The notion is unsettling because for the last three months, my one, fervent wish was for life to go back to normal. But after having been estranged from formerly “normal” conditions for a significant amount of time, enough distance has been gained for me to pose the question: do I really want my old life back because it’s the life I truly want, or, do I want it back simply because it’s what’s comfortable and fits my notion of an ideal life?
(What is this supposedly ideal life? Very simply: a life crammed to the brim. With what? With, er, anything. As long as it’s crammed to the brim. In my [former] case, this included teaching two to three different subjects at university, finishing a masters degree, learning two foreign languages, maintaining a daily ashtanga yoga practice, writing daily, traveling extensively, maintaining a home and doing volunteer work regularly. If any of the above disappeared, I’d simply replace it with something else. One of the things that dismayed me so much when I opened the studio was the necessity of dropping most of the aforementioned activities.)
But now, with more and more personal time being regained from a combination of accumulated experience, momentum and just b—-y hard work, there’s room to start picking up from where I left off.
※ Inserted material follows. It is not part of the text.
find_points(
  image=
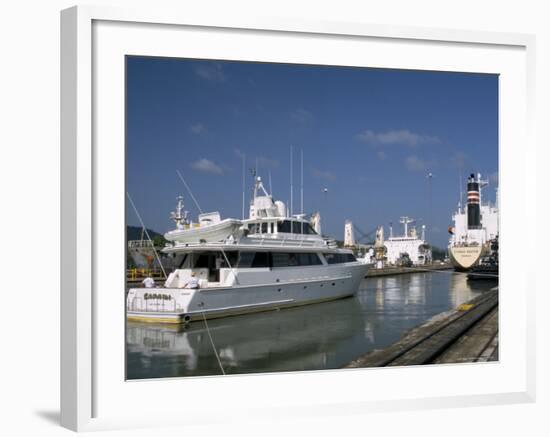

The question, as I’ve already mentioned, is: do I really want all of it back?
Because the thing that I’ve learned (and have had to learn repeatedly) these last three months is the beauty of simplicity. Yes, I resisted it much of the time, resented the dwindling of the horizon of my concerns to a single point, reminisced about the good old days when I did a million and one things and actually did them well. So yes, I did not intentionally choose to simplify my life—I simply chose a path that brought me to a head-on collision with enforced simplicity.
What surprised me (surprises me still), is that it’s…okay. So much of my self-esteem was built on a diversified portfolio of pursuits—the larger the diversity, the more valuable the pool of assets. For the last three months, for better or for worse, everything’s been about the studio. What I didn’t expect was the gradual realization that I don’t really want the old variegated busyness back. After having lived without facets of my identity I’d previously thought inseparable from who I am, the question that presents itself now is: how do I really want to live my life?
The most unsettling thing of all is that I think I actually know the answer.